Василий Шульгин. Судьба русского националиста - Святослав Рыбас
Шрифт:
Интервал:
Закладка:
А я видел тогда, в тот первый день, когда я видел его в первый раз, когда он сказал мне: „Оно и понятно… Национальные чувства на Западе России сильнее… Будем надеяться, что они передадутся и на Восток“…
Да, они передались. Западная Россия заразила Восточную национальными чувствами. Но Восток заразил Запад… властеборством. И вот результат…
Гучков — депутат Москвы, и я, представитель Киева, — мы здесь… Спасаем монархию через отречение…»[283]
Им казалось, что они спасают.
Блок: «Гучков сказал, что он приехал от имени Временного Комитета Государственной Думы, чтобы дать нужные советы, как вывести страну из тяжелого положения; Петербург уже всецело в руках движения, попытки фронта не приведут ни к чему, и всякая воинская часть перейдет на сторону движения, как только подышит Петербургским воздухом… Поэтому, продолжал Гучков, всякая борьба для вас бесполезна.

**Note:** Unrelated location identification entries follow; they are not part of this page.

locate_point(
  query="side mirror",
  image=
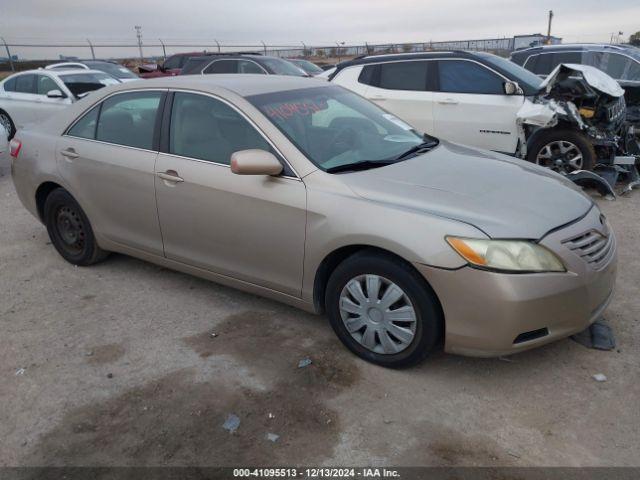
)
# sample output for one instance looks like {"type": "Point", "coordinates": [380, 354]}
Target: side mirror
{"type": "Point", "coordinates": [255, 162]}
{"type": "Point", "coordinates": [55, 94]}
{"type": "Point", "coordinates": [512, 88]}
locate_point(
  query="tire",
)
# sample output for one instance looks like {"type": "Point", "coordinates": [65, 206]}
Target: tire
{"type": "Point", "coordinates": [560, 161]}
{"type": "Point", "coordinates": [5, 121]}
{"type": "Point", "coordinates": [70, 231]}
{"type": "Point", "coordinates": [362, 268]}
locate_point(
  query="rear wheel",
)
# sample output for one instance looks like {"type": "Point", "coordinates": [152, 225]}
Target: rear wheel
{"type": "Point", "coordinates": [70, 231]}
{"type": "Point", "coordinates": [562, 150]}
{"type": "Point", "coordinates": [7, 123]}
{"type": "Point", "coordinates": [383, 310]}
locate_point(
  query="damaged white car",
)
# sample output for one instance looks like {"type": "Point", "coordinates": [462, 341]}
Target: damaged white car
{"type": "Point", "coordinates": [570, 122]}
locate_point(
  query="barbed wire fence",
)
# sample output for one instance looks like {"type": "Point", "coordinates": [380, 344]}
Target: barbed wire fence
{"type": "Point", "coordinates": [21, 55]}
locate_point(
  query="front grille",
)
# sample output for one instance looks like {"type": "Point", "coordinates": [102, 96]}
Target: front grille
{"type": "Point", "coordinates": [616, 110]}
{"type": "Point", "coordinates": [594, 247]}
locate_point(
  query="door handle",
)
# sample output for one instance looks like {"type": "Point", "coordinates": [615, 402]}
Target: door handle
{"type": "Point", "coordinates": [69, 153]}
{"type": "Point", "coordinates": [170, 176]}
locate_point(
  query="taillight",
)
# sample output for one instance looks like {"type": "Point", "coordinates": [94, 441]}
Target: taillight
{"type": "Point", "coordinates": [14, 148]}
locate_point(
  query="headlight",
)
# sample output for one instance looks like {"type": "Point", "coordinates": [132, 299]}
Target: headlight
{"type": "Point", "coordinates": [507, 255]}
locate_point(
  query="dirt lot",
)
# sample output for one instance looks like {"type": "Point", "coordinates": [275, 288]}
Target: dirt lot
{"type": "Point", "coordinates": [120, 369]}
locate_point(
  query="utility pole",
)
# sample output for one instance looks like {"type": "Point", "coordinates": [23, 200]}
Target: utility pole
{"type": "Point", "coordinates": [164, 50]}
{"type": "Point", "coordinates": [6, 47]}
{"type": "Point", "coordinates": [93, 53]}
{"type": "Point", "coordinates": [139, 35]}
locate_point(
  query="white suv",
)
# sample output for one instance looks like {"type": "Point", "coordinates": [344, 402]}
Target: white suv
{"type": "Point", "coordinates": [481, 100]}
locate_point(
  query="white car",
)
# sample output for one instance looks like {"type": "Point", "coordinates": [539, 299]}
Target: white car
{"type": "Point", "coordinates": [486, 101]}
{"type": "Point", "coordinates": [34, 95]}
{"type": "Point", "coordinates": [112, 68]}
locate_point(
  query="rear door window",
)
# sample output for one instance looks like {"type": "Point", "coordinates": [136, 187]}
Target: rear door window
{"type": "Point", "coordinates": [548, 61]}
{"type": "Point", "coordinates": [404, 75]}
{"type": "Point", "coordinates": [46, 84]}
{"type": "Point", "coordinates": [86, 126]}
{"type": "Point", "coordinates": [462, 76]}
{"type": "Point", "coordinates": [26, 84]}
{"type": "Point", "coordinates": [10, 85]}
{"type": "Point", "coordinates": [129, 119]}
{"type": "Point", "coordinates": [247, 66]}
{"type": "Point", "coordinates": [174, 62]}
{"type": "Point", "coordinates": [367, 75]}
{"type": "Point", "coordinates": [222, 66]}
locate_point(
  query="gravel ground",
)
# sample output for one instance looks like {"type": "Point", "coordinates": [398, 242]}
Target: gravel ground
{"type": "Point", "coordinates": [115, 365]}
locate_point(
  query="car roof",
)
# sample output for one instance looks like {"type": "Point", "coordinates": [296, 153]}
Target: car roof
{"type": "Point", "coordinates": [71, 71]}
{"type": "Point", "coordinates": [57, 73]}
{"type": "Point", "coordinates": [579, 46]}
{"type": "Point", "coordinates": [243, 84]}
{"type": "Point", "coordinates": [392, 57]}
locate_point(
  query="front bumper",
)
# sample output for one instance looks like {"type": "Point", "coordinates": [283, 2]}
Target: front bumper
{"type": "Point", "coordinates": [490, 314]}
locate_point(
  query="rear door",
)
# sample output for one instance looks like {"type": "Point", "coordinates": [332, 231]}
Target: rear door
{"type": "Point", "coordinates": [107, 158]}
{"type": "Point", "coordinates": [470, 106]}
{"type": "Point", "coordinates": [403, 88]}
{"type": "Point", "coordinates": [20, 100]}
{"type": "Point", "coordinates": [248, 227]}
{"type": "Point", "coordinates": [49, 106]}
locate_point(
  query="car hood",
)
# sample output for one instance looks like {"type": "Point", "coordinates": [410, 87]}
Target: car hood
{"type": "Point", "coordinates": [502, 196]}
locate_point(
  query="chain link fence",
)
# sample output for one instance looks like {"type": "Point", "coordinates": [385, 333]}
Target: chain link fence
{"type": "Point", "coordinates": [15, 56]}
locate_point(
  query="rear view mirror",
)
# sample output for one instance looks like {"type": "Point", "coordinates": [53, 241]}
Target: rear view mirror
{"type": "Point", "coordinates": [512, 88]}
{"type": "Point", "coordinates": [255, 162]}
{"type": "Point", "coordinates": [55, 94]}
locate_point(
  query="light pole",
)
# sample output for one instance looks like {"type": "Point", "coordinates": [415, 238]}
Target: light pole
{"type": "Point", "coordinates": [338, 50]}
{"type": "Point", "coordinates": [139, 35]}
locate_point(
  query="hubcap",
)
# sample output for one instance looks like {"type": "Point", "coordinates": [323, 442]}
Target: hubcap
{"type": "Point", "coordinates": [561, 156]}
{"type": "Point", "coordinates": [378, 314]}
{"type": "Point", "coordinates": [6, 123]}
{"type": "Point", "coordinates": [71, 229]}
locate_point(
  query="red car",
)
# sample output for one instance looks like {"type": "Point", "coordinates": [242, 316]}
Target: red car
{"type": "Point", "coordinates": [171, 66]}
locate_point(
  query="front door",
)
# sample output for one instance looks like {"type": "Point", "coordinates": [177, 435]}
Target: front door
{"type": "Point", "coordinates": [109, 168]}
{"type": "Point", "coordinates": [470, 107]}
{"type": "Point", "coordinates": [250, 228]}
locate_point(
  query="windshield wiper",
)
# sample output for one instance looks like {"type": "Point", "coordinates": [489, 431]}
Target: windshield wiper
{"type": "Point", "coordinates": [364, 165]}
{"type": "Point", "coordinates": [416, 149]}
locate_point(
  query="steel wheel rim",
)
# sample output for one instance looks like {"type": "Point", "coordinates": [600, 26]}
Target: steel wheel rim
{"type": "Point", "coordinates": [378, 314]}
{"type": "Point", "coordinates": [561, 156]}
{"type": "Point", "coordinates": [70, 229]}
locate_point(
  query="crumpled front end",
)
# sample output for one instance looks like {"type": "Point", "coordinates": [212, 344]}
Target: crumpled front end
{"type": "Point", "coordinates": [584, 98]}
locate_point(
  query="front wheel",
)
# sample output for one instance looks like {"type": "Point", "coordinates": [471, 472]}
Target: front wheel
{"type": "Point", "coordinates": [69, 229]}
{"type": "Point", "coordinates": [7, 123]}
{"type": "Point", "coordinates": [562, 150]}
{"type": "Point", "coordinates": [383, 310]}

Совет наш заключается в том, что вы должны отречься от престола»[284].
Гучков волновался, с трудом подбирал слова, но все же твердо указал: представители царскосельских воинских частей пришли в Думу и всецело присоединились к новой власти. Что это означало, все поняли. Император не изменился в лице.
Шульгин: «Гучков говорил о том, что происходит в Петрограде. Он немного овладел собой… Он говорил (у него была эта привычка), слегка прикрывая лоб рукой, как бы для того, чтобы сосредоточиться. Он не смотрел на Государя, а говорил, как бы обращаясь к какому-то внутреннему лицу, в нем же, Гучкове, сидящему, как будто бы совести своей говорил. Он говорил правду, ничего не преувеличивая и ничего не утаивая. Он говорил то, что мы все видели в Петрограде. Другого он не мог сказать, что делалось в России, мы не знали. Нас раздавил Петроград, а не Россия…
Государь смотрел прямо перед собой, спокойно, совершенно непроницаемо. Единственное, что, мне казалось, можно было угадать в его лице: „Эта длинная речь — лишняя…“
В это время вошел генерал Рузский. Он поклонился Государю и, не прерывая речи Гучкова, занял место между бароном Фредериксом и мною…
Гучков снова заволновался. Он подошел к тому, что, может быть, единственным выходом из положения было бы отречение от престола…
Рузский наклонился ко мне и прошептал:
— Это дело решенное… Вчера был трудный день… Буря была…»[285]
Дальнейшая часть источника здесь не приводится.